Bitcoin Miner Maker Canaan Down by 0.11% on First Trading Day, But the Whole Industry Shows Great Confidence
China-based bitcoin mining machine manufacturer Canaan Creative has finally concluded its initial public offering (IPO) with $90 million raised.
Shares of Canaan – CAN – shot up 40 percent shortly after opening and saw a maximum gain of more than 44 percent, but it soon turned down, dipping below the IPO price in less than half an hour and slipping to an intraday low of $8.21. In the company’s market debut Thursday, it registered a modest 0.11 percent decline at $8.99.
The opening trade was $12.6 per share, above its IPO pricing of $9 per share, which was at the high end of expectations. The offering raised a total of $90 million and initially valued the bitcoin miner mega-seller at $1.42 billion.
Although the company’s final fund raised was over 75% less than the initially expected $400 million target, its successful IPO has received plenty of praise and was considered a milestone for the blockchain/crypto industry.
“This listing is actually a link, a link between the traditional capital market and the new (blockchain) industry, and a link between the traditional world and the new economic world, which may lead to more chemical reactions. We also expect more people to have a better and more comprehensive understanding about blockchain and artificial intelligence,” said Canaan’s co-chairman Kong Jianping.
Following its public listing, investors will now be able to acquire a stake in Canaan, which gives speculators a chance to get involved in the cryptocurrency market without needing to actually invest in the volatile cryptocurrencies directly.

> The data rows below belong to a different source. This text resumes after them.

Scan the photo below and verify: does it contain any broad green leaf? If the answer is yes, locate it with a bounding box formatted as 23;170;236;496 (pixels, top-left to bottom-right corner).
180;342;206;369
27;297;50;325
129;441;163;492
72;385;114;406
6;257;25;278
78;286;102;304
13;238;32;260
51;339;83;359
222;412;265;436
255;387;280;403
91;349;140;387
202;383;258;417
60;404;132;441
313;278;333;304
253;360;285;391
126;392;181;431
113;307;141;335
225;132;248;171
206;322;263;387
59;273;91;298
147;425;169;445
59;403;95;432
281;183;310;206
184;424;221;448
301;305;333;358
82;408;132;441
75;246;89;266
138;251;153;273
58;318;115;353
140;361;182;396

For better or worse, this will give normal investors a say in the direction the company moves forward.
IPO road full of twists and turns
The company, which created the first bitcoin ASIC miner Avalon, had made many attempts in seeking public but failed both in mainland China and Hong Kong before heading to the U.S.
In 2016, the company had tried to list on Shenzhen Stock Exchange via a back-door listing, but the plan was canceled after failing to satisfy the regulatory requirements; In August 2017, the company submitted a listing application to the NEEQ, but ultimately it retreat from the domestic market for unfriendly policy known as the ICO ban; In May 2018, Canaan made a comeback targeting the Hong Kong market, but it let its IPO application lapse six months later.
As a bitcoin miner producer, over 99% of its revenue comes from sales of bitcoin miner and related components, so fluctuations in the price of bitcoin have a direct impact on its business performance. In 2018, bitcoin plunged more than 70 percent; in the same year, Canaan’s IPO attempt in Hong Kong failed, the IPO plans of its two rivals – Bitmain and Ebang, also failed.
According to Canaan’s prospectus submitted on October 28, its profits fell sharply since 2018 amid the bitcoin crash. In the first half of 2019, Canaan reported a loss of $45.8 million with net revenue of $42.1 million. However, the company predicts a bright future for the soaring demand for bitcoin mining machines and its AI chip business for another.
Seeing the success of Canaan, other firms in the blockchain industry might also be considering an IPO of their own. In late October, another Chinese bitcoin mining giant Bitmain has reportedly filed for an IPO in the U.S.